If the number of members of the Conciliation Committee provided for in paragraph 2 is not elected, or if members of the Conciliation Committee remain absent from a meeting without sufficient excuse despite being invited in due time, the Conciliation Committee may act if at least two members participate.

§ 9

In the case of companies with a nominal capital of more than twenty million German marks, the Articles of Association or partnership agreement may stipulate that the Supervisory Board shall consist of fifteen members. The provisions of §§ 4 to 8 shall apply mutatis mutandis, provided that the number of workers to be elected in accordance with § 6 (1 and 2) shall be two and the number of employee representatives referred to in § 6 (3) shall be three.

In the case of companies with a nominal capital of more than fifty million German marks, the articles of association or partnership agreement may stipulate that the supervisory board shall consist of twenty-one members. The provisions of sections 4 to 8 shall apply mutatis mutandis, provided that the number of additional members referred to in section 4 (1) letters a and b shall be two each, the number of workers to be elected in accordance with section 6 (1 and 2) shall be three and the number of employee representatives referred to in section 6 (3) shall be four.

§ 10

The Supervisory Board shall constitute a quorum if at least half of its members are present.

§ 11

Sections 87 (2) and 88 (4) of the Stock Corporation Act shall apply to the members of the Supervisory Board referred to in § 5.

Section 87 (2) of the Stock Corporation Act shall apply to the members of the Supervisory Board referred to in § 6, subject to the proviso that dismissal shall be effected on the proposal of the body on whose proposal the Supervisory Board member was elected.
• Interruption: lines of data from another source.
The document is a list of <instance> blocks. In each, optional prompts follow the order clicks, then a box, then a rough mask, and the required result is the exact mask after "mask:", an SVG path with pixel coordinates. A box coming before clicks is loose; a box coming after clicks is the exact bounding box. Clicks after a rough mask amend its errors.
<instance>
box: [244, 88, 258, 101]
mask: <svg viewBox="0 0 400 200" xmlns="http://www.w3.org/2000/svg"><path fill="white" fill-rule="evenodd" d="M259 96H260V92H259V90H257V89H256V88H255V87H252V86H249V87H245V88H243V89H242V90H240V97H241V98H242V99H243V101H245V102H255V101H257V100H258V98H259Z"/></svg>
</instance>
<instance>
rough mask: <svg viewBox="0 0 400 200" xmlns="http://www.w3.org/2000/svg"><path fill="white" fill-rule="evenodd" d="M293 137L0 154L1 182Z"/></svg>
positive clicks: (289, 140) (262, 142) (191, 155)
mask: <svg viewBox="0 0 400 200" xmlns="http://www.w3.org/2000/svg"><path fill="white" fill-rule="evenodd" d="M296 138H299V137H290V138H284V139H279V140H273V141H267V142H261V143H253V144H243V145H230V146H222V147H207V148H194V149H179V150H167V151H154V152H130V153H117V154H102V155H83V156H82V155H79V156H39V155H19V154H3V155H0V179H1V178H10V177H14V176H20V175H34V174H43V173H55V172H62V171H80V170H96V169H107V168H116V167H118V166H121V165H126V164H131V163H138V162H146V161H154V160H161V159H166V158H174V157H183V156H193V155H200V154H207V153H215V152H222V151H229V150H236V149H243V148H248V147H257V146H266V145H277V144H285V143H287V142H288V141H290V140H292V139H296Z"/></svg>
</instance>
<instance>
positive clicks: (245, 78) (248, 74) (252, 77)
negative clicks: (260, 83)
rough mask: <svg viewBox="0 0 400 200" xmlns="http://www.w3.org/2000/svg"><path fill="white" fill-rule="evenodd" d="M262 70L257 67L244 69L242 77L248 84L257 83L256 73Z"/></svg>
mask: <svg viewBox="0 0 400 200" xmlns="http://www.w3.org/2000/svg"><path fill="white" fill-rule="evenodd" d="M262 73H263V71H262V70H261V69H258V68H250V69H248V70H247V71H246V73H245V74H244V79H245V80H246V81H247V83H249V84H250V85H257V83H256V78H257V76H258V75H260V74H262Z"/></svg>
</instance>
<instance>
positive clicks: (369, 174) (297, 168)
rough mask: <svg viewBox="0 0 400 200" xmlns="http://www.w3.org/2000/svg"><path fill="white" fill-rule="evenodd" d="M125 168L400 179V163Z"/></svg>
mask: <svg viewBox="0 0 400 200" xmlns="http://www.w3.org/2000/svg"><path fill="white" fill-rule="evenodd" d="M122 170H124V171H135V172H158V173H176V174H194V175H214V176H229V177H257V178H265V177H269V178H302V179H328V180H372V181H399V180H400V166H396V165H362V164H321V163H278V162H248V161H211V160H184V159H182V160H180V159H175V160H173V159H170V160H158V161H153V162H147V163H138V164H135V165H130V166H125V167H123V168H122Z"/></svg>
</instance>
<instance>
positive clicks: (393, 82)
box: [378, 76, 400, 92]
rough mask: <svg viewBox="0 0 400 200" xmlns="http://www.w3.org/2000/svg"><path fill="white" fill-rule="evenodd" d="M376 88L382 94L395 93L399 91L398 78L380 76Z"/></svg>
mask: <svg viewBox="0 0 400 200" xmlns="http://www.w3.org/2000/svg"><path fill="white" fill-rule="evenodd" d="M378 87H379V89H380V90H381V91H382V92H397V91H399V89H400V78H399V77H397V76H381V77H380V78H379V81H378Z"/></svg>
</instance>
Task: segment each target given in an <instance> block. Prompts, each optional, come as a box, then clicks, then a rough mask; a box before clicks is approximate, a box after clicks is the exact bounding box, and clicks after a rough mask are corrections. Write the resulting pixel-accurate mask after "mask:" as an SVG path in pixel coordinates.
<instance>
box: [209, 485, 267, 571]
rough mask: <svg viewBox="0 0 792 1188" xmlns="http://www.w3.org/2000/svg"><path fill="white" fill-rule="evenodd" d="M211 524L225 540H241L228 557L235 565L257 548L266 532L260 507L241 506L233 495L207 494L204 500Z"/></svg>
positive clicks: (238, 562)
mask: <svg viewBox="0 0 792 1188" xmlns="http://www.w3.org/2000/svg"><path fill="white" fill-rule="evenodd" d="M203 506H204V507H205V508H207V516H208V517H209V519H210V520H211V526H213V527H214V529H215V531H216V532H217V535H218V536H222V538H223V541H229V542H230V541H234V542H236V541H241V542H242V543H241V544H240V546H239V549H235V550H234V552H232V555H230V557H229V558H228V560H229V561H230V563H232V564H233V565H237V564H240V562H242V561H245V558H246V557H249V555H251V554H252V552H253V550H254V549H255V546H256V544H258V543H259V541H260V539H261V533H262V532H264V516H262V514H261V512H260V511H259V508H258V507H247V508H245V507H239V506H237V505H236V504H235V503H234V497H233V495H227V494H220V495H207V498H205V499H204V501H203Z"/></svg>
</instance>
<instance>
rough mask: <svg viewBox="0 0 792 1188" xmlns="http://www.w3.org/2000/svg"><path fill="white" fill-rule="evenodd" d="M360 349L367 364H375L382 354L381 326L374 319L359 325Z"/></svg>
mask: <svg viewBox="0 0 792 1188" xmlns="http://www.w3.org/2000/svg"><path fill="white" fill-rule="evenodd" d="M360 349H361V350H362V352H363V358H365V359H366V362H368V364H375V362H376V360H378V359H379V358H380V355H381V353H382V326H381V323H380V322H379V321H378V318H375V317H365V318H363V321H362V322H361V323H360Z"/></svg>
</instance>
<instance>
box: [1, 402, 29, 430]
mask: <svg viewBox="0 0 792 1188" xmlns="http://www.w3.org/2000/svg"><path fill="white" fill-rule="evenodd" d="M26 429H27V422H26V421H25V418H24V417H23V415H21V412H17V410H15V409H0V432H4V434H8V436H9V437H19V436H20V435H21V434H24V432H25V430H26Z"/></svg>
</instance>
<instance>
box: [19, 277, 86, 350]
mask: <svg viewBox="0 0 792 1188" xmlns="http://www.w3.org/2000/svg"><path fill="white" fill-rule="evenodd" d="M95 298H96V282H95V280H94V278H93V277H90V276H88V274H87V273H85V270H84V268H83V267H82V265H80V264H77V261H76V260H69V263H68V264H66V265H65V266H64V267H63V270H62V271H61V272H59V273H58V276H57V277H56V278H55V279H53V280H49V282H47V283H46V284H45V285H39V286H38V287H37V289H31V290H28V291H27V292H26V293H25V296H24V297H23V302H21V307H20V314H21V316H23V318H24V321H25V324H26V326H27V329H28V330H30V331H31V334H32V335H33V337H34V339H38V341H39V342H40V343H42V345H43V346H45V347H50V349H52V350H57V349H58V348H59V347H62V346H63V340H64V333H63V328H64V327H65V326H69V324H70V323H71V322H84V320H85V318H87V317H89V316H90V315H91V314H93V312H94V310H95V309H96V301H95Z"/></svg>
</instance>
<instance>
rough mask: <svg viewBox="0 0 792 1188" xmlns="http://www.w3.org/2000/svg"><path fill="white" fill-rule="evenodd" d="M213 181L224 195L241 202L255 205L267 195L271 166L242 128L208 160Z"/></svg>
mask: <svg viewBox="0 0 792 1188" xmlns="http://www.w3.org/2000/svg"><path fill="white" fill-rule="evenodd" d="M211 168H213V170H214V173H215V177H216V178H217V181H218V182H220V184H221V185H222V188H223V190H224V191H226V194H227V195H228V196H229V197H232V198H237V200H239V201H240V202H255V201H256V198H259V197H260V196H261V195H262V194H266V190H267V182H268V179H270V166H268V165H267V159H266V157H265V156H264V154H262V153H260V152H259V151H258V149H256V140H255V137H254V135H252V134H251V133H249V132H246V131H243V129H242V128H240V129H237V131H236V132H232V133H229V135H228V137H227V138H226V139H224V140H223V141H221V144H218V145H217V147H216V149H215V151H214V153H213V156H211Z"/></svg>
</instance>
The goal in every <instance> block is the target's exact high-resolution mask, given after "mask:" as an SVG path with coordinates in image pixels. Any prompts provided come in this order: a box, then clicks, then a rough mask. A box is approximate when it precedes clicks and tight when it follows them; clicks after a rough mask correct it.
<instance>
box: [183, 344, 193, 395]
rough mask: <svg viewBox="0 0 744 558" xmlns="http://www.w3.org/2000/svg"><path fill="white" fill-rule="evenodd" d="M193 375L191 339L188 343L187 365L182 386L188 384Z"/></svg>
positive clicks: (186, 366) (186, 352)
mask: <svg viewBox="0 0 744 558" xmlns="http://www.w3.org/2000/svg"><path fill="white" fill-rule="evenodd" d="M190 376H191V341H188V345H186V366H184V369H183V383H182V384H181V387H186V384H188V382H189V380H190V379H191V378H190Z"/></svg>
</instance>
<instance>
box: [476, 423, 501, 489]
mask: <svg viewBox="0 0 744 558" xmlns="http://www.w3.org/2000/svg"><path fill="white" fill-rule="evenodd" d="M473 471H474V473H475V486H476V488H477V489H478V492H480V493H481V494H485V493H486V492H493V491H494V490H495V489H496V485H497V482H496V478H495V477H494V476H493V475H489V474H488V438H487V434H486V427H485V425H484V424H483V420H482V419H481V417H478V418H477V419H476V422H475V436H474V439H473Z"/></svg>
A member of the Supervisory Board referred to in § 8 may be dismissed by the court for cause upon application by at least three members of the Supervisory Board.

Part Three

Management Boards

§ 12

The appointment of the members of the body appointed to legally represent the Company and the revocation of their appointment shall be made by the Supervisory Board in accordance with § 75 of the Stock Corporation Act.

§ 13

A Labor Director shall be appointed as an equal member of the body appointed to represent the Company by law. The Labor Director may not be appointed against the votes of the majority of the Supervisory Board members elected in accordance with § 6. The same shall apply to the revocation of the appointment.

Like the other members of the body appointed to represent the Company by law, the Director of Labor Relations shall perform his duties in the closest possible consultation with the body as a whole. Further details are set out in the Rules of Procedure.

[]

Source or original German text: Bundesgesetzblatt I, 1951, May 23, 1951, pp. 347–350.